Là où Marx voit dans le prolétariat une classe révolutionnaire capable de renverser le système, Thoreau choisit plutôt une fuite solitaire – son retrait à Walden – au lieu d’une lutte collective. Son ascétisme volontaire, bien qu’il soit subversif, ne répond pas de manière structurelle à l’exploitation capitaliste. Pour Marx, une véritable libération nécessite l’abolition des rapports de production capitalistes, et pas simplement une désertion individuelle.
Bakounine et la question de l’État : un anti-autoritarisme inabouti
Bakounine apprécierait sans doute la méfiance de Thoreau envers l’État, surtout son refus de financer la guerre contre le Mexique (La Désobéissance civile). Cependant, il lui reprocherait de ne pas avoir une perspective révolutionnaire. Thoreau rejette l’État sans offrir d’alternative organisée, se contentant d’un idéal de liberté personnelle. Pour Bakounine, l’émancipation ne peut pas être uniquement individuelle.
En plus, Thoreau semble ignorer les contradictions de classe. Sa critique du travail aliénant reste plutôt abstraite, sans véritable lien avec la lutte des opprimés. Bakounine, quant à lui, souligne l’importance d’une insurrection populaire contre les patrons et l’État, alors que Thoreau se contente d’un refus passif (comme ne pas payer ses impôts) ou d’une retraite contemplative.
Un spiritualisme qui ne s’accorde pas avec le matérialisme révolutionnaire
Marx et Bakounine rejetteraient également l’idéalisme spirituel de Thoreau. Pour eux, la « pauvreté spirituelle » qu’il déplore n’est pas juste une erreur morale, mais le résultat des relations matérielles capitalistes. La solution ne se trouve pas dans une quête intérieure, mais dans une transformation révolutionnaire des conditions matérielles de vie.

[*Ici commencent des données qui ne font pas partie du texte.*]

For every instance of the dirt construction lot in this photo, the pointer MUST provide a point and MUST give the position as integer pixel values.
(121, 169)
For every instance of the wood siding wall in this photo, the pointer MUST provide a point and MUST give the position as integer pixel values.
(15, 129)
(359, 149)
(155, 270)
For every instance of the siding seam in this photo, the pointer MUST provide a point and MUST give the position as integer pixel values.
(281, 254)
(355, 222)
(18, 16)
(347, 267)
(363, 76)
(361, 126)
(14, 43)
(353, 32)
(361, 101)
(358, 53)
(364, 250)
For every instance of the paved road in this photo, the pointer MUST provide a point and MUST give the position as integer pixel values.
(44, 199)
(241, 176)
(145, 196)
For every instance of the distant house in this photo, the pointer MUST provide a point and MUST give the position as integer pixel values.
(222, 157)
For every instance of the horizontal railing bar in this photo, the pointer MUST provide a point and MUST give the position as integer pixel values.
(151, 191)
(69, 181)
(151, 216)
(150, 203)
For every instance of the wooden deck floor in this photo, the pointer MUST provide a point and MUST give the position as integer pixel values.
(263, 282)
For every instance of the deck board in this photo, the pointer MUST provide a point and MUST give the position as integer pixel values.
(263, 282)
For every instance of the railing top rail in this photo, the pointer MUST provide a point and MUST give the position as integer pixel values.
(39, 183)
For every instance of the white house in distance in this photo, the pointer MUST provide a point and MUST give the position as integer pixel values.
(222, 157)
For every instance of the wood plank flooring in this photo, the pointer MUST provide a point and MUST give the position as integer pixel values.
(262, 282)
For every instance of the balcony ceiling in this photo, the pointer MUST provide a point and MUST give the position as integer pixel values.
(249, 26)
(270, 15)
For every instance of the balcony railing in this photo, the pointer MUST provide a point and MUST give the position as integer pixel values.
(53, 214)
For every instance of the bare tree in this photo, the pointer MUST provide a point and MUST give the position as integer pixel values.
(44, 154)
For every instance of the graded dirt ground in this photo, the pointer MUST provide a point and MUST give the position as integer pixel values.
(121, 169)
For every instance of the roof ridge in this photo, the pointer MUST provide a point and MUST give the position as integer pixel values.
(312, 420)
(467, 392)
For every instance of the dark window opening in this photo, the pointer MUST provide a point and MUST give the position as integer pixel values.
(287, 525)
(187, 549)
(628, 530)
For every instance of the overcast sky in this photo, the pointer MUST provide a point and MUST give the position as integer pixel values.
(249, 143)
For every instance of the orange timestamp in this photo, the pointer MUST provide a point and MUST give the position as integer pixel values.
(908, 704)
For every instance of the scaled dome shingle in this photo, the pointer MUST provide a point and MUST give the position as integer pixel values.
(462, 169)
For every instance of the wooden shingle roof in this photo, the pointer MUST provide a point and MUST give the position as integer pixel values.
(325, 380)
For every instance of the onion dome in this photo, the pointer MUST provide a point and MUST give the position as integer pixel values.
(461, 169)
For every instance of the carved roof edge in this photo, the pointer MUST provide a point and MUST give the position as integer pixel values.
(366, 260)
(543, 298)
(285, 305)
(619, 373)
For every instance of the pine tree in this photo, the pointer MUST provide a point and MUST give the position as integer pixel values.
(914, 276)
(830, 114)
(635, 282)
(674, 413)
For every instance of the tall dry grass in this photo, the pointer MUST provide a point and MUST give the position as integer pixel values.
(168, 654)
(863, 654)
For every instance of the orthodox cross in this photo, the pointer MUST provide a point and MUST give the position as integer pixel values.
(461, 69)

Actualité subversive, mais limites politiques
En 2025, face à la marchandisation totale de la vie et à la dictature des libertariens (ou « propriétariens »), Thoreau conserve une force critique indéniable. Cependant, son appel à « cultiver son jardin » reste insuffisant. Pour Marx, seule la lutte des classes peut briser les chaînes du capital ; pour Bakounine, seule l’action directe des opprimés peut écraser l’État et le capital.
Thoreau ouvre une brèche, mais ne va pas jusqu’au bout. Son utopie ascétique, bien qu’elle inspire des refus individuels, ne construit pas un nouveau monde. La véritable « vie sans principe » serait celle où le travail ne serait plus une marchandise, où la terre serait restituée aux communautés, et où la liberté ne serait plus un privilège des propriétaires, mais le résultat de l’égalité sociale.
Entre révolte et révolution
Thoreau est un précurseur de la critique anti-capitaliste, mais son anarchisme contemplatif ne suffit pas. Marx et Bakounine nous rappellent que la liberté ne se conquiert ni dans la solitude, ni dans la prière, mais dans l’affrontement collectif contre les maîtres du monde. La Vie sans Principe reste un manifeste brillant contre l’aliénation, mais la vraie vie sans principes – celle qui abolit l’exploitation – reste à écrire.
La Vie Sans Principe », de Henry David Thoreau. Nouvelle édition chez Le Mot et le Reste (avec préface et postface de Michel Granger, 112 pages, 14 euros). A noter qu’il existe plusieurs traductions et éditions alternatives à celle-ci, disponibles chez divers éditeurs à partir de 3 euros.